Imagine you and I are playing Bruno Faidutti’s Citadels.
I am the assassin and can murder a character of my choice. You, knowing I have the assassin and will try to murder you, must choose between 2 characters: one that will award a symbolic value of ‘1’ if not murdered (say, the thief and I have no money), and one that will award the much stronger symbolic value of ‘3’ (say, the warlord and you have several red districts). I will not know which one you chose when I announce my target, and your symbolic value will be ‘0’ if I murder you. Which character should you choose?
According to game theory, an equilibrium strategy would involve randomly choose one using a probability model of 75% for 3 and 25% for 1, assuming no prior data about a specific opponent. Equilibrium for the assassin would involve randomly choose murder using a probability model of 75% for 3 and 25% for 1, assuming no prior data about a specific opponent.

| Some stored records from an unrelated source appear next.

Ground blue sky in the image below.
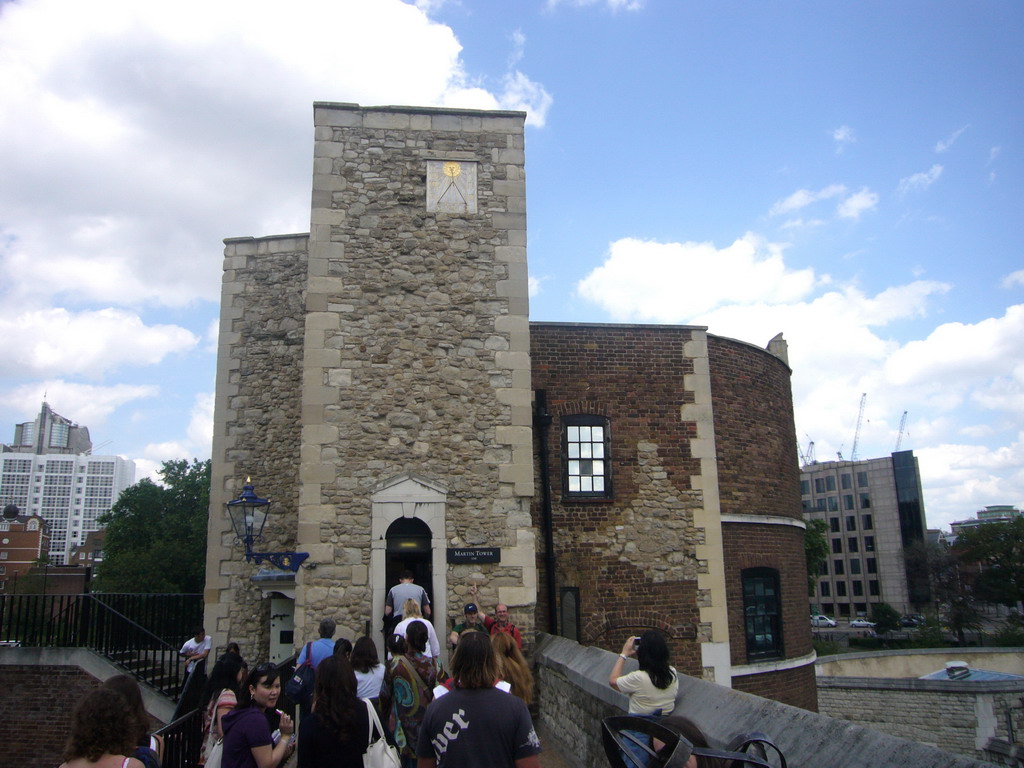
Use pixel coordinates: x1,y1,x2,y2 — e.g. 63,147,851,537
0,0,1024,526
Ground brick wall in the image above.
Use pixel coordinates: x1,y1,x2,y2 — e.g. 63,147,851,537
708,336,806,524
530,323,703,675
0,666,98,768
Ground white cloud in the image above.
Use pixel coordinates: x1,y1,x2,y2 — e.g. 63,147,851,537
935,125,971,155
1002,269,1024,288
577,234,815,323
0,0,552,306
768,184,846,216
547,0,644,11
886,304,1024,393
836,186,879,219
831,125,857,155
498,70,554,128
897,164,942,197
2,379,160,428
779,218,825,229
507,30,526,70
0,309,199,378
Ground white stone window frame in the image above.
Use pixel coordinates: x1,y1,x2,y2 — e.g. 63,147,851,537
561,414,612,500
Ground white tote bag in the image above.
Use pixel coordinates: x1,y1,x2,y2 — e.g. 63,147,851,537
362,698,401,768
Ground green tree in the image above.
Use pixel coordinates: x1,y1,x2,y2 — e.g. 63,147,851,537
95,459,210,593
804,520,828,597
871,603,899,635
954,517,1024,606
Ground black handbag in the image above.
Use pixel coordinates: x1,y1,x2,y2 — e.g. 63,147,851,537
601,715,786,768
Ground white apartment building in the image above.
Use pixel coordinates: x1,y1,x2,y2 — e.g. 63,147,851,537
0,403,135,565
800,451,930,617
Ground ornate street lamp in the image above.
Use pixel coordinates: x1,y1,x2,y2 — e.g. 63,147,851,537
230,477,309,572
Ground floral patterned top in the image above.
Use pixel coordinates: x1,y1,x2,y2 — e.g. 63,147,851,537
388,652,447,759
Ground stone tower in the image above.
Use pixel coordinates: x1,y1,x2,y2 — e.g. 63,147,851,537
200,103,537,655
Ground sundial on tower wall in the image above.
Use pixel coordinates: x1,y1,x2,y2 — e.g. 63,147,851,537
427,160,476,213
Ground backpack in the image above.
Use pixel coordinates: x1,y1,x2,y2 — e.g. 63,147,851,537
285,642,316,711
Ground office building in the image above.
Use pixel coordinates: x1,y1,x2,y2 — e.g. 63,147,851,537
0,402,135,565
800,451,930,616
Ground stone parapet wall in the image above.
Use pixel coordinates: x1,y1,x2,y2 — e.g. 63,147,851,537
818,677,1024,755
534,635,991,768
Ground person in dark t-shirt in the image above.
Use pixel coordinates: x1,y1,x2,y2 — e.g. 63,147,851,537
416,632,541,768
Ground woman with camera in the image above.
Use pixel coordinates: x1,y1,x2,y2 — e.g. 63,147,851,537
608,630,679,766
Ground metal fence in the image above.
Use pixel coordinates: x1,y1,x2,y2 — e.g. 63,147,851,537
0,594,203,699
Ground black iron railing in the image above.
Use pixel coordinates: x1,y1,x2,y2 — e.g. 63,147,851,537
0,595,202,699
156,708,203,768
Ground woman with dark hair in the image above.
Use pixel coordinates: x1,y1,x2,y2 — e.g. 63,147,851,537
60,687,143,768
298,655,370,768
334,637,352,658
220,663,295,768
197,651,249,765
608,630,679,766
388,622,444,768
489,632,534,707
417,632,541,768
103,675,164,768
349,637,386,712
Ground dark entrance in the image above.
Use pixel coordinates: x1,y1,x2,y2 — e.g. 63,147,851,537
384,517,434,606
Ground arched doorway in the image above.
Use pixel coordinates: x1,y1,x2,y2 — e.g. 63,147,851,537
370,473,449,658
384,517,434,609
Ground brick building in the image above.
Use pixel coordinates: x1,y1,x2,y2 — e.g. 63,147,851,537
205,103,816,709
0,514,50,594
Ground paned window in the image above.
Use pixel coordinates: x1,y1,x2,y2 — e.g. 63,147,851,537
742,568,782,658
562,416,611,499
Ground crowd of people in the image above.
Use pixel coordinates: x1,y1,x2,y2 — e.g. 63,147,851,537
61,574,770,768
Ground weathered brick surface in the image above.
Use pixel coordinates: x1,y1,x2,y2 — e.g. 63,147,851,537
732,665,818,712
530,324,703,675
0,666,98,768
708,336,806,520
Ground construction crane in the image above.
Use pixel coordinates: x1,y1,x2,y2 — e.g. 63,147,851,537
893,411,906,454
797,440,817,467
850,392,867,462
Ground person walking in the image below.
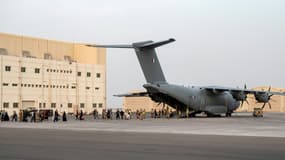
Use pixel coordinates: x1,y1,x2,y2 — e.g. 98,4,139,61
116,109,120,120
11,111,18,122
53,109,59,122
79,109,84,120
31,111,36,122
62,111,67,122
75,110,79,120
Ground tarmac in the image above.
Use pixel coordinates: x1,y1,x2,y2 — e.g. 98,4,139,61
0,113,285,160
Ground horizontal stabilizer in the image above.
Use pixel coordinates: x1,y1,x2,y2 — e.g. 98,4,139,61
86,44,134,48
114,92,148,97
133,38,175,49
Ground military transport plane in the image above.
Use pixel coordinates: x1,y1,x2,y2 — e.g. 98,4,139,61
87,38,285,116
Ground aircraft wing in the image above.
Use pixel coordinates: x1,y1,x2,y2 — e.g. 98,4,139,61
114,92,148,97
203,86,285,96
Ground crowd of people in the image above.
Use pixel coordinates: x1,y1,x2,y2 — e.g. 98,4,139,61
0,107,178,122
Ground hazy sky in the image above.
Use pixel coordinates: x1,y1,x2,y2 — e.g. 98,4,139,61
0,0,285,107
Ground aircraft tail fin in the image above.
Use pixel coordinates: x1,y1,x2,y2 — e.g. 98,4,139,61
87,38,175,83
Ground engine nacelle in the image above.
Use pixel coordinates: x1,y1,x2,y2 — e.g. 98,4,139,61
232,92,247,101
254,93,270,103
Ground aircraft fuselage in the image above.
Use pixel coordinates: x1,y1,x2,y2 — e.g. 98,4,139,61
144,83,240,115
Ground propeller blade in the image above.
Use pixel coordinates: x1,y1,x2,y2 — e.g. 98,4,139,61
245,99,249,105
156,102,161,107
240,101,244,107
261,103,266,109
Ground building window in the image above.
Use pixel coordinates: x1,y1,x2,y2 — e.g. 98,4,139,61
5,66,11,72
13,103,19,108
21,67,26,72
51,103,56,108
35,68,40,73
3,102,9,108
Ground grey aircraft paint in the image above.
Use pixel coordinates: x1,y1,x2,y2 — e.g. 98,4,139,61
87,38,285,116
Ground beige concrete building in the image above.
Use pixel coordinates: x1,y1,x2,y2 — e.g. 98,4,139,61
0,33,106,114
123,87,285,112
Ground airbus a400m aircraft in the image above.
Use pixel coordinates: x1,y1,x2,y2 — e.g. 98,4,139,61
87,38,285,116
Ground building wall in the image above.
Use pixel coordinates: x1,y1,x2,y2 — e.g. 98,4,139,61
0,34,106,114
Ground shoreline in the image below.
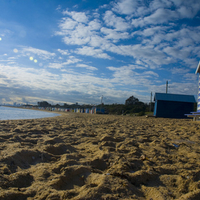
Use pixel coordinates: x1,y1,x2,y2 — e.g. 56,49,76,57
0,113,200,200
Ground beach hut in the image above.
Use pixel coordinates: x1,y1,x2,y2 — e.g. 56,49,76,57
154,93,196,118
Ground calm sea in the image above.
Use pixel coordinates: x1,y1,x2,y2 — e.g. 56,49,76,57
0,106,59,120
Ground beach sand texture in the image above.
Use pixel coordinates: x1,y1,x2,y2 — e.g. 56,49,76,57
0,113,200,200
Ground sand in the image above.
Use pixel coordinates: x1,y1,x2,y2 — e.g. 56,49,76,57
0,113,200,200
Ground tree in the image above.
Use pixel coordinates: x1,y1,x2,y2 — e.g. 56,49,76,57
125,96,139,106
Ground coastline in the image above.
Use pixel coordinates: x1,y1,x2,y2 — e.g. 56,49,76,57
0,113,200,200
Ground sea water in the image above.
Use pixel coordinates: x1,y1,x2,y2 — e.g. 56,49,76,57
0,106,59,120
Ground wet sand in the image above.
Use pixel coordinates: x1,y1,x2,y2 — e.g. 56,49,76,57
0,113,200,200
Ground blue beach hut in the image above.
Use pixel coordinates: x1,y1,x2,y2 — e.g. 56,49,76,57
154,93,196,118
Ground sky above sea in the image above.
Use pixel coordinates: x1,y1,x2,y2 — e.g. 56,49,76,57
0,0,200,104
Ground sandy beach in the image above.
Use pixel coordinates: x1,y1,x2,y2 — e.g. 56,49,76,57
0,113,200,200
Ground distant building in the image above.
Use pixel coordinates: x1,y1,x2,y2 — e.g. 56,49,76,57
154,93,196,118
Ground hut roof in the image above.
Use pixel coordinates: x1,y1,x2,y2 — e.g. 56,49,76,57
154,93,196,103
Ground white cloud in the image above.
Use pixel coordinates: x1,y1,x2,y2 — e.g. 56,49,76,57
57,49,69,55
104,11,130,31
22,47,56,60
48,63,63,69
59,18,78,32
74,46,111,59
63,10,88,23
113,0,139,15
101,27,130,42
76,64,98,71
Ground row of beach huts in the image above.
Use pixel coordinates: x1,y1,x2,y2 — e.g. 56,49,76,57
23,106,105,114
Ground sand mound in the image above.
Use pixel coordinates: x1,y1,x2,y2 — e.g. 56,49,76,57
0,114,200,200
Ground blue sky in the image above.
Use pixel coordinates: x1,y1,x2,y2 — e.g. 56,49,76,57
0,0,200,104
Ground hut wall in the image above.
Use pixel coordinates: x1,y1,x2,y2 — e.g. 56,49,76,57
154,100,194,118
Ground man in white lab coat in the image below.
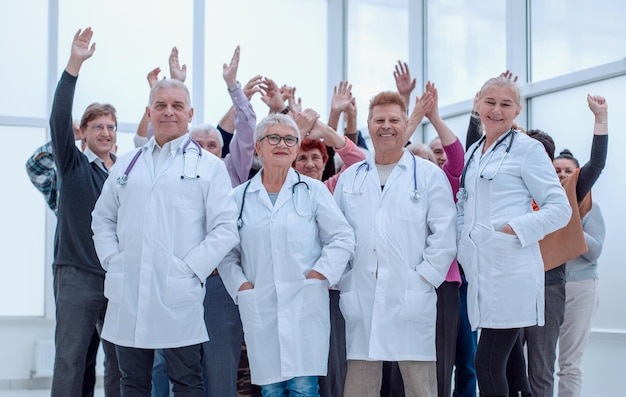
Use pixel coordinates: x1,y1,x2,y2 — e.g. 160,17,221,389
92,80,239,397
334,92,456,397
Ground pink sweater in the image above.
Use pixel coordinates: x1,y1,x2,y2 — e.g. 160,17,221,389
442,138,465,285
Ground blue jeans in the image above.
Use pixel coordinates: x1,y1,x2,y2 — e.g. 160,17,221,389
51,266,120,397
115,344,204,397
261,376,320,397
202,275,243,397
452,273,478,397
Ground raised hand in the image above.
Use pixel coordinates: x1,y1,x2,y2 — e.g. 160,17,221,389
393,61,416,105
243,74,263,100
406,90,433,139
587,94,609,116
169,47,187,83
222,46,240,87
294,109,321,139
500,69,517,83
287,87,302,112
422,81,439,121
330,81,353,113
65,27,96,76
259,78,285,113
146,68,161,88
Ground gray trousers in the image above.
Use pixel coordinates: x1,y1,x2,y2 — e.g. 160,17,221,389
343,360,437,397
524,284,565,397
51,266,121,397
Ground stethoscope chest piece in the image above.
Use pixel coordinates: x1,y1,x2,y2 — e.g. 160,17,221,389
456,187,467,201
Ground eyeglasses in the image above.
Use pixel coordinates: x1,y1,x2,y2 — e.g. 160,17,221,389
91,124,117,132
259,134,298,147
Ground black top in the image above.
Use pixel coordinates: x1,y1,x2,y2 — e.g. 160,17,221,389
465,113,609,285
50,71,108,275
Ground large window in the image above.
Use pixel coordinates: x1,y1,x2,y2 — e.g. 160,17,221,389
0,126,48,316
530,0,626,81
529,76,626,329
344,0,408,132
425,0,508,106
0,0,48,117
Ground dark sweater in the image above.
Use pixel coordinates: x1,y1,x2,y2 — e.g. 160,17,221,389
50,71,107,275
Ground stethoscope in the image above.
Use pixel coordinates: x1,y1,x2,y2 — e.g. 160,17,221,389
237,171,313,229
456,129,516,200
348,153,422,203
117,138,202,186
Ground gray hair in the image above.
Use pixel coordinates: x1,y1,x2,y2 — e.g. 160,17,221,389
189,124,224,147
254,113,302,146
479,76,521,106
148,79,191,107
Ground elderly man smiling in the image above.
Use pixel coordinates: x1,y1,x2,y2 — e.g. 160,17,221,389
92,73,239,397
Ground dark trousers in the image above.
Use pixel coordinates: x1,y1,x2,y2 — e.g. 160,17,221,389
116,344,204,397
318,290,347,397
476,328,529,397
452,273,478,397
435,281,460,397
202,275,243,397
51,266,120,397
523,283,565,397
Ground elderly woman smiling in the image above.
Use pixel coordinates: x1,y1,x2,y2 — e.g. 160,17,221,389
219,114,354,396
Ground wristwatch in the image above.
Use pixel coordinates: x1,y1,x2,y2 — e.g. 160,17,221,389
228,82,241,92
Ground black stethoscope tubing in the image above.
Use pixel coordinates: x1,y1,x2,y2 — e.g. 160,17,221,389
117,138,197,186
459,129,515,192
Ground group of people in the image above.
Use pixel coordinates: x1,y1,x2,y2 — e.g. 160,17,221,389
27,28,608,397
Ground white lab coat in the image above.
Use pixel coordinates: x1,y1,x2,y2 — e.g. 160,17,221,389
92,135,239,349
334,150,456,361
457,132,571,329
219,169,354,385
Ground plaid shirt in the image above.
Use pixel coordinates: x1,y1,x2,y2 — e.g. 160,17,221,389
26,141,59,214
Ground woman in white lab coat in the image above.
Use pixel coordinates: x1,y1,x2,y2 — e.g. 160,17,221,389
219,114,354,396
457,77,571,396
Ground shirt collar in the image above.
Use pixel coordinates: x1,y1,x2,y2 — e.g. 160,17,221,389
83,146,117,172
146,133,189,155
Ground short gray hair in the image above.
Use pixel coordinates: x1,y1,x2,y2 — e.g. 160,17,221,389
254,113,302,146
148,79,191,107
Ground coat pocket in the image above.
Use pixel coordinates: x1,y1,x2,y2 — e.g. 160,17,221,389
339,291,363,323
104,252,124,303
237,288,263,333
400,270,437,323
163,256,205,307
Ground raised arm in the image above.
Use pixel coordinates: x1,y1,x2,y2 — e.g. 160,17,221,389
222,46,256,187
328,81,353,130
259,77,287,113
393,61,416,108
50,27,96,173
576,95,609,201
425,81,458,146
217,74,263,136
406,91,433,138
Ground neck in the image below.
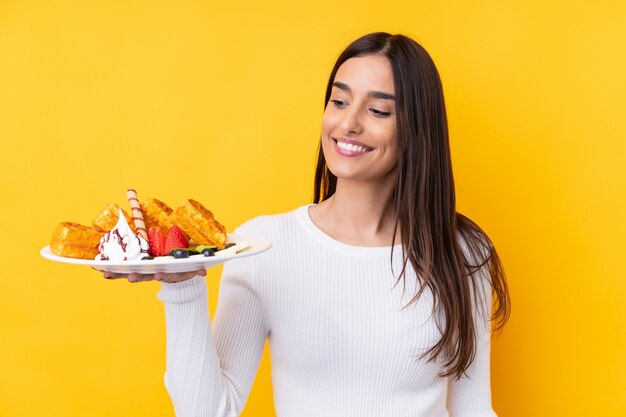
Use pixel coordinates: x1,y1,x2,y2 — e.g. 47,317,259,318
309,174,400,246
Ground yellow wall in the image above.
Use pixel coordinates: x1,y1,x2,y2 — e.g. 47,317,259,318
0,0,626,417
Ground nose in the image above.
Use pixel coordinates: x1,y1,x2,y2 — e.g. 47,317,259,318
341,106,363,134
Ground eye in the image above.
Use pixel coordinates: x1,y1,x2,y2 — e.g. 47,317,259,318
370,109,391,117
329,99,347,108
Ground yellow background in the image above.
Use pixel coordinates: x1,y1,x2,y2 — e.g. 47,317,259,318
0,0,626,417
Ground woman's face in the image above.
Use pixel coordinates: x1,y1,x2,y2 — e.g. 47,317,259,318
322,55,398,181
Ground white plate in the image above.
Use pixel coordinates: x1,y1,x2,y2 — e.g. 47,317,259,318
40,233,272,274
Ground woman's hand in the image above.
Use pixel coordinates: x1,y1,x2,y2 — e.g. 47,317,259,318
104,269,206,283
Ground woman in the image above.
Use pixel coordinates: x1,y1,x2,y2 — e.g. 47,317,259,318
107,33,509,417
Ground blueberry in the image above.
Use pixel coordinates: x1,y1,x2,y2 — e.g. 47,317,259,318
170,249,189,258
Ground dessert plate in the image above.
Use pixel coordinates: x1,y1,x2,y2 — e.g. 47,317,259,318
40,233,272,274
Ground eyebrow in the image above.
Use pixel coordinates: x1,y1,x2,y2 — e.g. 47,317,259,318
333,81,396,100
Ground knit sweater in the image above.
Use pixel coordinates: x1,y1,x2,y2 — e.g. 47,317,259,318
158,206,496,417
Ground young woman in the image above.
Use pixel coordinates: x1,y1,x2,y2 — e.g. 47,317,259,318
105,33,509,417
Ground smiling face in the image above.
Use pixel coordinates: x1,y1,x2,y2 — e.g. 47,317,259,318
322,55,398,181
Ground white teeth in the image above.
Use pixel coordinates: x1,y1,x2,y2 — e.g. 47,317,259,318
337,141,367,152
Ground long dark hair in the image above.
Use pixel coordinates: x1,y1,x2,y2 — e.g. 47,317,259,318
313,32,510,378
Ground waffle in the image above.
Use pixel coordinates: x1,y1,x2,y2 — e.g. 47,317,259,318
92,203,137,233
50,222,104,259
141,198,173,233
170,199,226,248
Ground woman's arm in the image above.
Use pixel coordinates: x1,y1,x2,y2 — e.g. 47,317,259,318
158,258,269,417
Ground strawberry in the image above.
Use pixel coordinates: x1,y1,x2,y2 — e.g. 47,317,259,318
148,226,167,256
165,225,189,254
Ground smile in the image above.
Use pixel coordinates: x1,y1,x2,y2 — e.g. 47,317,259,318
332,138,373,156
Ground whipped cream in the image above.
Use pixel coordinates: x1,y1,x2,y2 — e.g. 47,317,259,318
96,209,149,261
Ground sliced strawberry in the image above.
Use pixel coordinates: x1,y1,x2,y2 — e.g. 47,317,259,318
165,225,189,254
148,226,169,256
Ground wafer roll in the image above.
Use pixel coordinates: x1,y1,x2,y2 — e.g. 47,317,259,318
126,189,148,241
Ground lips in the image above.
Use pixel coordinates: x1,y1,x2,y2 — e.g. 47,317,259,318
331,138,373,157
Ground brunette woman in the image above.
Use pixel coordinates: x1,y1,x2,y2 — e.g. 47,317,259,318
105,33,509,417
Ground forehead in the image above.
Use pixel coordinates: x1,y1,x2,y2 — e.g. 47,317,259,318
335,55,394,94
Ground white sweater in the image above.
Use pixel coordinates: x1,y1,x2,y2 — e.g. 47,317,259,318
158,206,495,417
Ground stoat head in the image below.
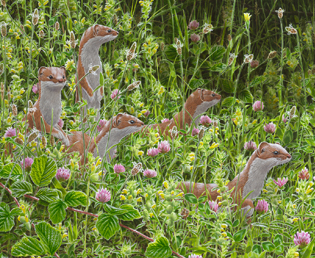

I believe it is fair to say that if two computers, using these strategies, played a game out like this, the end result would essentially be decided by chance (after compensating for first player advantage).
There are those that have argued the counter-intuitive point that when people make these sorts of choices it is also decided by chance. The argument goes something like this: while both players make their choice for particular reasons, they have no substantive grounds for believing that their opponent will choose one character over the other. This is justified since actual gamers don’t generally decide their moves based on probability rolls or equilibrium strategies. Rather, both players are making decisions based on phantom data (the presumed move of their opponent), and because of this, their own decisions are effectively random.
I am going to attempt to build a case against this argument.
My first piece of evidence is that some players are measurably better and worse at these sorts of challenges. The worse assassin and non assassin players tend to choose each of the options roughly half of the time, while the better assassin and non assassin players will favour choosing the ‘3’ much more often than the ‘1′ (closer to the equilibrium model). The weaker players likely do this because they are primed to consider all options equally, even when results are wildly unequal, merely by the availability of the choices. Bomber is a simple game that quickly reveals the folly of this sort of thinking.
In Bomber, each turn players alternate being ‘bomber’ or ‘diffuser’ and reveal their moves simultaneously. The bomber can choose to immediately bomb by revealing 10 fingers, or reduce their timer bomb by 1 finger (timer starts at 9 fingers). If the bomber sets off a bomb, they win. The diffuser can either diffuse an immediate bomb by revealing 10 fingers, or stall their opponent’s timer by revealing 0 fingers.
An immediate bomb pretty much always wins the game because of errors on behalf of the diffuser, who should diffuse 8 times out of 9 but usually doesn’t. Experienced players learn to nearly always diffuse, while new players tend to try and stall their opponent’s timers far too often and lose because of it.
Once two players have established a reputation for equilibrium proportions in their choice frequencies, metagaming becomes a crucial and meaningful factor. A player well known for assassinating the stronger character, for instance, may occasionally deviate from the optimal strategy and murder the weaker character more often than would be ideal from a computing standpoint if the other player has become accustomed to selecting the weaker character. Meta-gaming works well against humans when it doesn’t against computers precisely because humans are unable to make random choices, and instead use patterns of behaviour to determine their best course of action. Establishing a pattern in order to break it is a meaningful and effective human vs human strategy.
There are only two instances in which I do not doubt that luck plays a deciding role. One is with two new players that continually choose both characters with equal frequency. The other is with two experienced players that fail to deviate from the equilibrium strategy described in game theory in order to gain small advantages. However, the number of games that fall into either of these camps is relatively small.